At the same time, initiatives like this inevitably raise broader questions about how training and service delivery intersect. Organisations that are also involved in delivering assessment services face a delicate balance between building professional capability and maintaining the perception of independence that the assessment process requires.

These tensions are not unique to AACC. They arise in many areas of healthcare where expertise and service provision develop alongside one another. The key challenge is ensuring that governance and transparency are strong enough to maintain confidence in the integrity of the process.


AACC as the real proving ground for integrated care

Despite these challenges, AACC may represent the most realistic opportunity to demonstrate what genuinely integrated care could look like. The service already contains many of the elements that policymakers say they want the system to prioritise. It focuses on people with complex long-term needs rather than episodic treatment. Care is delivered primarily in community settings rather than hospitals. Decision making requires collaboration across organisational boundaries. The quality of outcomes depends heavily on continuity of care and the stability of the workforce.


In other words, AACC already operates in the world that the wider health system is trying to move towards. The difficulty is that the surrounding structures have not yet evolved in a way that fully supports that ambition.


Rethinking how the system approaches AACC

If AACC were treated as a flagship area for integrated care rather than an administrative necessity, several shifts might begin to emerge. The first would involve rethinking how services are commissioned. Contracts that focus exclusively on cost reduction or case throughput inevitably distort priorities. A more balanced approach would link financial incentives to outcomes such as quality of care, stability of support packages, patient experience and long term cost optimisation.


The second shift would involve building a recognised professional pathway for the workforce. Structured accreditation, rotational placements across health and social care environments, and clear career progression would help establish AACC as a respected clinical specialism.


A third area of focus would be the way care packages are reviewed over time. Current investment tends to concentrate heavily on the initial eligibility decision, yet people’s needs evolve and complex care packages require continuous oversight. Strengthening the review process would not only improve quality of care but also help ensure that resources are used effectively as needs change.

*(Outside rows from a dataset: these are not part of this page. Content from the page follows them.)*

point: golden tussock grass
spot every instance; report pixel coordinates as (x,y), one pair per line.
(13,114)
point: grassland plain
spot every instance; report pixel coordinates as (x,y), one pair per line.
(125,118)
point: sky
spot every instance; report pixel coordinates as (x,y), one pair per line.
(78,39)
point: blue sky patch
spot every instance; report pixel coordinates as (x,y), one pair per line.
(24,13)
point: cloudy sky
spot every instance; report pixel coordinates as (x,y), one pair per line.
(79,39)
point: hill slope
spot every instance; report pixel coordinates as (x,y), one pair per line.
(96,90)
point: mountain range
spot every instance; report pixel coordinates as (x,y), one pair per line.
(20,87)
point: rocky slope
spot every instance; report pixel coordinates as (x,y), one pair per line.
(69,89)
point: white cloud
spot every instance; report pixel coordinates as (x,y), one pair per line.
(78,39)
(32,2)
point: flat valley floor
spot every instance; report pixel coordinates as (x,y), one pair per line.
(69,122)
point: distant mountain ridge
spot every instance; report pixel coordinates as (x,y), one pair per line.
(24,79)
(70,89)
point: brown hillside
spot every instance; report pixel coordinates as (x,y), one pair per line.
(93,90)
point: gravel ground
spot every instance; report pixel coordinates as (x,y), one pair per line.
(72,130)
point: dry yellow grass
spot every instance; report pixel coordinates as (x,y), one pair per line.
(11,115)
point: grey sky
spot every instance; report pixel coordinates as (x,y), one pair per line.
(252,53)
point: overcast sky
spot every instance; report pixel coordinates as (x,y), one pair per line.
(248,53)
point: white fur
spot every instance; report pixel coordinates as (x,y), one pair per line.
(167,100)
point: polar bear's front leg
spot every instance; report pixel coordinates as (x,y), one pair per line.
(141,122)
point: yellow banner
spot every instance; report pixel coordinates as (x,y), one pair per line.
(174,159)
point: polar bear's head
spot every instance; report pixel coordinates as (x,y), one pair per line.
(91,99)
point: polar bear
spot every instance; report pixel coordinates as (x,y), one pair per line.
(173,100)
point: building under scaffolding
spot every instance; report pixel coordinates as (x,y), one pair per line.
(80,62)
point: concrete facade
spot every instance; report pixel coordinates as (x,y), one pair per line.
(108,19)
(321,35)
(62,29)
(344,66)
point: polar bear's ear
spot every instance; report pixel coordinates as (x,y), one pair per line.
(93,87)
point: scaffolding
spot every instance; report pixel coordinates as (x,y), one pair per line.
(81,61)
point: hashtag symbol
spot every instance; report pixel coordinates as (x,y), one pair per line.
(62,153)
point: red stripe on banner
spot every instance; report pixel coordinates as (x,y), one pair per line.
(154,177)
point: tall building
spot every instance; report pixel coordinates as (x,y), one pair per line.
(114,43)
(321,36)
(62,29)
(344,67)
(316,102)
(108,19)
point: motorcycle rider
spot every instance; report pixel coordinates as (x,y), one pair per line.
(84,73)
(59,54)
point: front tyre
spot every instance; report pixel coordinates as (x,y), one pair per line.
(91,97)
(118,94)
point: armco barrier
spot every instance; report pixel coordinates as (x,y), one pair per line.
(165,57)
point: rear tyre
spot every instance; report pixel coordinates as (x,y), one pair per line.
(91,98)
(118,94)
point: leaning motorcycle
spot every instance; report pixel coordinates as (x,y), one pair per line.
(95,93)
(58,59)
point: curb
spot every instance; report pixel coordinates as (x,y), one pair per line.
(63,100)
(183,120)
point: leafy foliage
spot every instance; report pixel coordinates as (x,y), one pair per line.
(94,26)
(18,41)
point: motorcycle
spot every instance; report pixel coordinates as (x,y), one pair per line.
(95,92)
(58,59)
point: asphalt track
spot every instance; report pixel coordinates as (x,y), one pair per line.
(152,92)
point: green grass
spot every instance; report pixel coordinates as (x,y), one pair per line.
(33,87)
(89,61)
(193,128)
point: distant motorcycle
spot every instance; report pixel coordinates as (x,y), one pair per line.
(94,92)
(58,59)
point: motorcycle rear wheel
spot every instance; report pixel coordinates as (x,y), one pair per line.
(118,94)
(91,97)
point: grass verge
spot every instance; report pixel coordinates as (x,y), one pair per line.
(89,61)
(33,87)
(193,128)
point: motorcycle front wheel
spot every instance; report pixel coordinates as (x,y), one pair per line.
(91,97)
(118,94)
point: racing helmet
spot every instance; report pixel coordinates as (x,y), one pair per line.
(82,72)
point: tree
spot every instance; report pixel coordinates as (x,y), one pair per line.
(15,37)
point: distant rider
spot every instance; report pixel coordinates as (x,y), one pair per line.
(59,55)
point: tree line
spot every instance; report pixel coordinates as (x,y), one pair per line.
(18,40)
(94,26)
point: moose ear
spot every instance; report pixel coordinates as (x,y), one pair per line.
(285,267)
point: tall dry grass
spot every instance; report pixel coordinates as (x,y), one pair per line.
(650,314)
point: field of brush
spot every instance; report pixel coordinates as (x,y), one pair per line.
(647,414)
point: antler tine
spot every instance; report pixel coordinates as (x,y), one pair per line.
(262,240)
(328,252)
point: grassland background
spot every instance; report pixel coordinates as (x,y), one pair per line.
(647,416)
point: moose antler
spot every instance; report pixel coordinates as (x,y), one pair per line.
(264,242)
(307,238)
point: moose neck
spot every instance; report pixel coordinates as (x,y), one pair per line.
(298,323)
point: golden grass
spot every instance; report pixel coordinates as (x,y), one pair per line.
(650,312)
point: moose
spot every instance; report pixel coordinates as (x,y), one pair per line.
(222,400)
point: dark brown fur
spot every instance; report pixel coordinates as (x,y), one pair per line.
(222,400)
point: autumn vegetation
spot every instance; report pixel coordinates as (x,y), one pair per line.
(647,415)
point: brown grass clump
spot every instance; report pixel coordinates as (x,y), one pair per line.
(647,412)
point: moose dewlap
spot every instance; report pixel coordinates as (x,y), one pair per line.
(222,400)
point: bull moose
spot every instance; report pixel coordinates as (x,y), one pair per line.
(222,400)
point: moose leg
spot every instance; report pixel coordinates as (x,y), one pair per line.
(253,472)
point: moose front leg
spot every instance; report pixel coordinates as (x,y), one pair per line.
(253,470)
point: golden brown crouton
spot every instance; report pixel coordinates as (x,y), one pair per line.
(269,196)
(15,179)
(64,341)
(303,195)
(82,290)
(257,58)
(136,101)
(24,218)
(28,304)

Finally there is the question of workforce stability. Much of the current care delivery model relies on fragmented agency supply, with highly skilled nurses and support workers moving between providers in search of the best available rates. Developing more stable workforce pools trained for specific complex care needs would significantly improve continuity for patients and families.


A quiet but important policy frontier

All-Age Continuing Care rarely dominates political debate. It does not generate the headlines associated with hospital waiting lists or GP access, yet it sits quietly at the centre of some of the most difficult policy questions facing the health and care system.

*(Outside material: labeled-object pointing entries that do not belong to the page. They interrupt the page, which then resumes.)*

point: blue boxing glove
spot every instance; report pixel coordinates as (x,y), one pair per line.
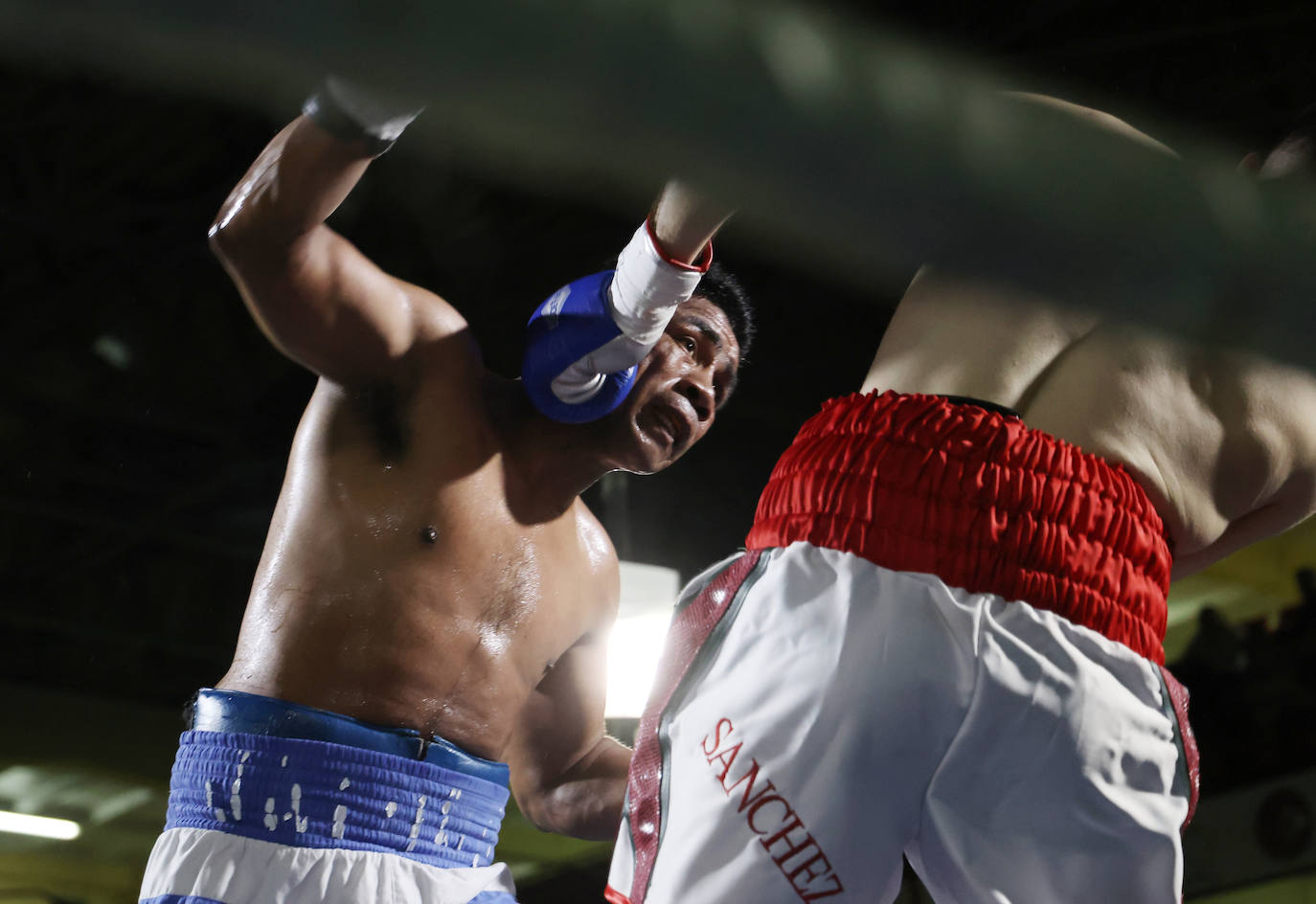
(583,344)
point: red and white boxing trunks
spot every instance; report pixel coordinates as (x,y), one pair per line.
(865,683)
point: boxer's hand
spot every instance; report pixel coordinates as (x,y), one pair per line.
(578,366)
(352,113)
(586,340)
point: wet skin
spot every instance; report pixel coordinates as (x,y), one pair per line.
(433,586)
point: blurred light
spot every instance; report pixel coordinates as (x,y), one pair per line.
(113,351)
(42,826)
(633,651)
(647,594)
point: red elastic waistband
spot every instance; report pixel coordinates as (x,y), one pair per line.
(919,483)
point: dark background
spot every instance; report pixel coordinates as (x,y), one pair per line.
(145,421)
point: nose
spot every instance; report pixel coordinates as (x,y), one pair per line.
(695,389)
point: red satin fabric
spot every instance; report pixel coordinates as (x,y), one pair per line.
(919,483)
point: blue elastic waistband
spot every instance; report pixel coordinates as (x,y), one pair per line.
(252,713)
(315,794)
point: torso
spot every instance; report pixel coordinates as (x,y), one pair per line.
(1211,436)
(399,587)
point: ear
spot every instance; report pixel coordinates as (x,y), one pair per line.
(1250,164)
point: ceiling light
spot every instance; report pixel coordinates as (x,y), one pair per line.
(42,826)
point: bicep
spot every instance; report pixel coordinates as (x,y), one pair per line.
(329,308)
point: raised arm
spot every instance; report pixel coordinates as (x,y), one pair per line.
(321,302)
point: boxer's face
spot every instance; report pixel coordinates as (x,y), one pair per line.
(679,387)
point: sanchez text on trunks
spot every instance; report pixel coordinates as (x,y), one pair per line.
(790,845)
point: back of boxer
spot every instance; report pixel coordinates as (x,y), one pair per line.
(943,640)
(428,619)
(1221,441)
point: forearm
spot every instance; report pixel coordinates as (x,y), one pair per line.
(584,802)
(292,187)
(685,221)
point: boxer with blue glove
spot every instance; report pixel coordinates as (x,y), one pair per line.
(426,626)
(584,341)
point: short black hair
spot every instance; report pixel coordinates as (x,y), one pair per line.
(723,288)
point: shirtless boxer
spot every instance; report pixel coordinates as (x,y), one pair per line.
(865,682)
(433,597)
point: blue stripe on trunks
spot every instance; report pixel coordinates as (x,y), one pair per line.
(312,794)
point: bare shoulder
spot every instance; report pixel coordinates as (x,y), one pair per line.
(601,570)
(1281,411)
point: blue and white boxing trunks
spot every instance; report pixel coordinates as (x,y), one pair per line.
(274,802)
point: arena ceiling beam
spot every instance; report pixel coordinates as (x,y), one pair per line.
(851,148)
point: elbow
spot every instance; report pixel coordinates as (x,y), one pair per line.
(535,805)
(224,238)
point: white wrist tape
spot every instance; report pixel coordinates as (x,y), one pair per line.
(645,291)
(647,288)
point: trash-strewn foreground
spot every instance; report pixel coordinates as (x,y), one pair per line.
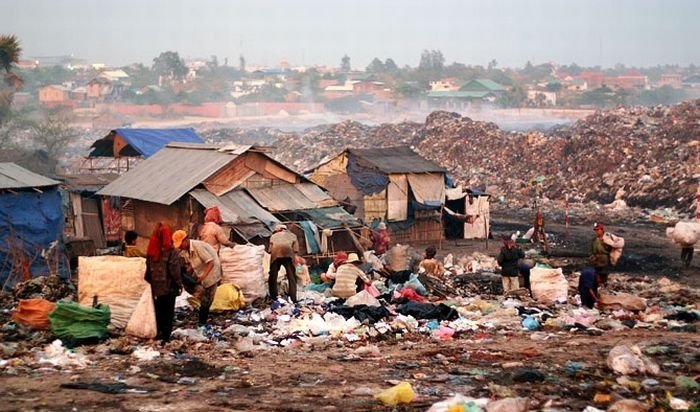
(472,350)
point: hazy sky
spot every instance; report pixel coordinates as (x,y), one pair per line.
(588,32)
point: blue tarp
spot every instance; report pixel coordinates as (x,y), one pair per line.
(142,142)
(149,141)
(33,220)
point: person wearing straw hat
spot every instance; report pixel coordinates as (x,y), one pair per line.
(206,267)
(346,277)
(283,247)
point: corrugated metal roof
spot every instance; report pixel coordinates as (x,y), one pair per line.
(287,197)
(168,175)
(400,159)
(13,176)
(87,181)
(331,217)
(236,207)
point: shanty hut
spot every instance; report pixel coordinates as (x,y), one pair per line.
(123,148)
(253,192)
(393,184)
(31,225)
(88,215)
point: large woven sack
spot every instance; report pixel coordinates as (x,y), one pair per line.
(242,266)
(548,285)
(685,233)
(33,313)
(143,321)
(397,257)
(74,321)
(117,281)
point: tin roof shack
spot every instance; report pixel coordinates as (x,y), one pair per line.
(31,225)
(89,216)
(176,184)
(123,148)
(392,184)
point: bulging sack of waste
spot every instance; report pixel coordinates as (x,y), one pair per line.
(34,313)
(242,265)
(72,320)
(143,321)
(629,360)
(397,395)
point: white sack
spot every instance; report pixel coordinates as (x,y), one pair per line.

It is where the boundary between the NHS and local government becomes real. It is where the challenge of delivering complex care in people’s homes becomes most visible. And it is where the success or failure of integrated care ultimately becomes tangible for the individuals who depend on the system. For that reason alone, AACC deserves far more attention than it typically receives.

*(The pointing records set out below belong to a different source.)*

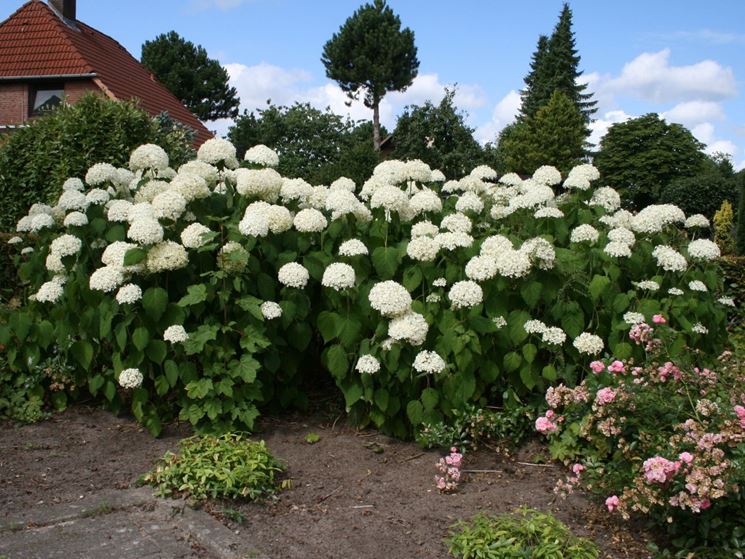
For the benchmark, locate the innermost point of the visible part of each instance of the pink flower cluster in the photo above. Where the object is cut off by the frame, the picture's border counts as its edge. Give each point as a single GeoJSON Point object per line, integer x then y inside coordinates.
{"type": "Point", "coordinates": [449, 469]}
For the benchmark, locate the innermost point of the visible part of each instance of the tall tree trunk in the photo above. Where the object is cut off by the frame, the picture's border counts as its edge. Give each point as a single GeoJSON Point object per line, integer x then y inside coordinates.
{"type": "Point", "coordinates": [376, 125]}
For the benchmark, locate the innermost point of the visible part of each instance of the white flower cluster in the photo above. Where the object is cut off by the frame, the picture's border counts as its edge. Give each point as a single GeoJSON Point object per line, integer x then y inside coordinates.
{"type": "Point", "coordinates": [271, 310]}
{"type": "Point", "coordinates": [429, 362]}
{"type": "Point", "coordinates": [338, 276]}
{"type": "Point", "coordinates": [294, 275]}
{"type": "Point", "coordinates": [262, 155]}
{"type": "Point", "coordinates": [589, 344]}
{"type": "Point", "coordinates": [390, 298]}
{"type": "Point", "coordinates": [669, 259]}
{"type": "Point", "coordinates": [130, 378]}
{"type": "Point", "coordinates": [703, 249]}
{"type": "Point", "coordinates": [175, 334]}
{"type": "Point", "coordinates": [367, 364]}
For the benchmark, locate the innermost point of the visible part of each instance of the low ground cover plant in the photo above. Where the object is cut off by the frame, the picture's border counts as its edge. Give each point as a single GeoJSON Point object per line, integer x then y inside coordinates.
{"type": "Point", "coordinates": [208, 467]}
{"type": "Point", "coordinates": [523, 533]}
{"type": "Point", "coordinates": [662, 437]}
{"type": "Point", "coordinates": [210, 291]}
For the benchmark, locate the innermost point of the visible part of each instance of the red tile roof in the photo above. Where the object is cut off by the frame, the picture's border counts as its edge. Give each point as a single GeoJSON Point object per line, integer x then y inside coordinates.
{"type": "Point", "coordinates": [36, 42]}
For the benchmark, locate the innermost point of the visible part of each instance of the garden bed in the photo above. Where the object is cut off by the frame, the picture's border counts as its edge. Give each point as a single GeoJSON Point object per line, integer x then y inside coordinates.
{"type": "Point", "coordinates": [354, 493]}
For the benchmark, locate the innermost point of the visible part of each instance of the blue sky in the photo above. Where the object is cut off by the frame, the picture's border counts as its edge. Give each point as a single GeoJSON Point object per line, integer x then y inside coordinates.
{"type": "Point", "coordinates": [682, 59]}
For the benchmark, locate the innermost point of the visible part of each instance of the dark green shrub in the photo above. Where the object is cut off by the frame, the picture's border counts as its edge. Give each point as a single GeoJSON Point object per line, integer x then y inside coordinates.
{"type": "Point", "coordinates": [35, 161]}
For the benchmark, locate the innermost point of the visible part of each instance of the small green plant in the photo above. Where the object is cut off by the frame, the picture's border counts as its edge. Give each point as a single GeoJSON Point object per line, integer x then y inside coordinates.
{"type": "Point", "coordinates": [210, 466]}
{"type": "Point", "coordinates": [523, 533]}
{"type": "Point", "coordinates": [474, 427]}
{"type": "Point", "coordinates": [312, 438]}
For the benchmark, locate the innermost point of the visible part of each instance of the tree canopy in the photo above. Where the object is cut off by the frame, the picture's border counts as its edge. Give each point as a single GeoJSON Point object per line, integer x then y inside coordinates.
{"type": "Point", "coordinates": [439, 136]}
{"type": "Point", "coordinates": [642, 156]}
{"type": "Point", "coordinates": [371, 53]}
{"type": "Point", "coordinates": [200, 82]}
{"type": "Point", "coordinates": [318, 146]}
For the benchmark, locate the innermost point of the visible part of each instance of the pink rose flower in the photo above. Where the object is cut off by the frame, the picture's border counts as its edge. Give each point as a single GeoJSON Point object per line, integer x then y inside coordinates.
{"type": "Point", "coordinates": [612, 503]}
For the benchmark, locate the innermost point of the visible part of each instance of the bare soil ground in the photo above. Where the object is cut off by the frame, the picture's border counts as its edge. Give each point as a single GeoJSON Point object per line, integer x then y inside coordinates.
{"type": "Point", "coordinates": [354, 493]}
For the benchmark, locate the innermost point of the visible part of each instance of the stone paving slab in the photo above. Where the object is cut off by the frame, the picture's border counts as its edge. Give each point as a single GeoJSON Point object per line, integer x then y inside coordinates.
{"type": "Point", "coordinates": [123, 524]}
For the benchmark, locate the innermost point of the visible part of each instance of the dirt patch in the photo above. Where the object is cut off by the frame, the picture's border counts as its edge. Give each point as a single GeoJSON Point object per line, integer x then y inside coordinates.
{"type": "Point", "coordinates": [354, 494]}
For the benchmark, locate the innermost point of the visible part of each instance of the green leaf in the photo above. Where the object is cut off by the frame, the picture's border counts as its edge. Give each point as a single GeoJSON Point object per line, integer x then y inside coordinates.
{"type": "Point", "coordinates": [385, 260]}
{"type": "Point", "coordinates": [155, 301]}
{"type": "Point", "coordinates": [429, 398]}
{"type": "Point", "coordinates": [134, 256]}
{"type": "Point", "coordinates": [82, 351]}
{"type": "Point", "coordinates": [140, 338]}
{"type": "Point", "coordinates": [597, 286]}
{"type": "Point", "coordinates": [195, 294]}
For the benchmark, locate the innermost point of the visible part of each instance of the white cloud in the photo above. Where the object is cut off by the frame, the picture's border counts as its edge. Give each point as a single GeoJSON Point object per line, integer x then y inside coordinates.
{"type": "Point", "coordinates": [504, 113]}
{"type": "Point", "coordinates": [691, 113]}
{"type": "Point", "coordinates": [651, 77]}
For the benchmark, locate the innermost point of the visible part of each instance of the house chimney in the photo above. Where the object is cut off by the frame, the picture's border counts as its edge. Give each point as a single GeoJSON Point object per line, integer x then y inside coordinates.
{"type": "Point", "coordinates": [64, 7]}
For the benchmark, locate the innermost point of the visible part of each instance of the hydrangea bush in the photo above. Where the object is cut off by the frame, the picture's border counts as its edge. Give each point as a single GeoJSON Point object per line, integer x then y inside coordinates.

If policymakers genuinely want to understand whether integrated care can move beyond rhetoric and structural reform, this may be the place to start. Handled thoughtfully, AACC could become the area where the NHS and local government finally learn how to work together around the needs of people rather than around the boundaries of institutions.


Handled badly, it risks remaining another example of how well intentioned reforms struggle when incentives, governance and workforce design pull in different directions.

The question is whether the system is prepared to treat AACC as the laboratory where integrated care is finally made real.